What do bloggers want?
By Michael Parsons
CNET UK
July 15, 2006
With British bloggers threatening to claim what's left of John Prescott's scalp, this may be a good time to work out what these blogger types really want. John Battelle, founder of the blogging ad network Federated Media, thinks he knows. In part, of course, they want to be famous, but more importantly they want to quit the day job and blog full time. His company aims to make this happen by taking the rising stars of the blogosphere and tricking out their Web sites with the kind of blue-chip advertisers who would normally be lavishing their ad spend on more traditional Web sites, such as this one. The good news for bloggers is that it just might work. The bad news is that it still takes a long time to be an overnight success…

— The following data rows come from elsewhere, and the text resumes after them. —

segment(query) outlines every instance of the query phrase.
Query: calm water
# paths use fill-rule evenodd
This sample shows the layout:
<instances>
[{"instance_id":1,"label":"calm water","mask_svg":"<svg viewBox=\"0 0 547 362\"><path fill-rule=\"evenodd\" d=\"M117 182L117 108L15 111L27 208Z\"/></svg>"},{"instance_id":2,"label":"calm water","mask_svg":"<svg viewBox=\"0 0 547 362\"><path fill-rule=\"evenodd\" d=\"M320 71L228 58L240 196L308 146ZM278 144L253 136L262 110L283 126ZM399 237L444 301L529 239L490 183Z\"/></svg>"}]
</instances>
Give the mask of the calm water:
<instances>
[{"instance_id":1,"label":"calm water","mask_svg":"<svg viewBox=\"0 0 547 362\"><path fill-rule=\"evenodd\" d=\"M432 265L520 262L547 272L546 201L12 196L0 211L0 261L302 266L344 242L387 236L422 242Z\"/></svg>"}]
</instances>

Federated Media employs about 17 people in Sausalito, California, and has more than 60 different blogs in its stable, including some of the hottest blogs out there: BoingBoing, Metafilter and Digg. Batelle came up with the idea after working with BoingBoing's creators to help them sort out a way to get money from advertising on their blog. The process involved thinking in new ways about the relationship between blogging talent and the marketing types with the money who might want to reach their audience. Instead of thinking writer/publisher, why not writer/agent -- or even rock band/band manager? Battelle took the title 'band manager' and rolled up his sleeves.
For Battelle, the defining moment was when Boing-Boing asked it readers whether they would be comfortable with advertising on the site, if it meant that Boing-Boing's founders could go full time and devote their energies to the site. The answer from Boing-Boing's decidedly belligerent audience was a resounding and positive yes, so Battelle knew he had a gig. Since then he's been putting into place the commercial infrastructure and the management team required to select, recruit and market a whole bunch of other blog sites as part of the Federated Network, covering everything from parenting to cocktails. His goal is to try to pick blogs that already look like winners -- blogs that are already publishing great content, that have a distinctive voice, and that have already built up a loyal following.
Battelle's challenge is that the peppery individualists whom he's trying to make successful are not the humble salaried employees who normally work on the lower decks of the publishing pyramid: they're rock stars. And when rock stars see that they're putting bums on seats, that traffic is going through the roof and that the media are covering their success, they get understandably frustrated when the limos and big cheques don't start flowing at once.
There is definitely a weary note in his voice when he describes the intricate, messy, nuts-and-bolts process of building up what is essentially a traditional ad sales business, with long lead times, six-month marketing plans and clients who must be courted, briefed and booked -- while his hungry bloggers look on impatiently, some of them no doubt champing at the bit to fire off that "Sod you! I'm off!" email to their current employers.
One definition of drama is that it occurs when two processes moving at different speeds collide: the boy racer and the Sunday driver, the sleepy waiter and the caffeine-fuelled type-A businessman. Given that the always-on Web 2.0 blogosphere moves pretty much at the speed of thought, there is no doubt some drama involved in bringing together sales-in-suits with bloggers-in-bathrobes. And while Battelle has been working on the ideas behind Federated Media for several years (a process which he has blogged throughout the company's evolution), the company has only been open for business for the last six months, so it's still early days.
Battelle has form as an Internet visionary. Before chronicling the historic rise of Google via his own Web site and book, he rode out the last boom as publisher of the Industry Standard, a business magazine and Web site chronicling the evolution of the business side of the Web, which became hugely successful and then went horribly bust. As someone who worked on the Standard I could see there was always a strong element of the grandiose American dream in many of the first generation Internet businesses that Battelle's magazine covered. The idea was to come up with an amazing internet business plan, get funding, sell out and never have to work again -- a dream that quite a few entrepreneurs realised. After the bubble burst, thousands of other entrepreneurs got hosed, and millions of investors were left broken-hearted and with a nasty taste in their mouth. Yet we now live in a world transformed by the Internet into something far beyond the most hyped-up Industry Standard acid trip, a place where social networking and online gaming are the hottest things in town, and Rupert Murdoch is on the cover of Wired magazine.
Whatever Battelle's ambitions for Federated Media (and I'm sure they're extensive), there's something a bit more down to earth about this next evolution of Silicon Valley's Internet drama -- forget dreams of millions, just work hard on your blog and you may one day quit your day job. It almost smacks of humility. And yet, and yet... What will keep Battelle's bloggers in his network? Like movie stars and Hollywood agents, the big talent can walk at any time if it gets a better offer. And like any ad network, it will take time to see if the deals are flowing, and the whole wheel is turning in a way that is agreeably beneficial to all parties.
It's amusing to note that in a rapidly moving landscape, blog networks such as Federated are the new media's newest media, and are trying to do to big Web sites what big Web sites have done to big publishing companies: that is, make off with their lunch. The future is anything but clear, but I hope the dream of giving up the day job comes true for more bloggers -- and that fewer hearts get broken in the next phase of the Internet dream.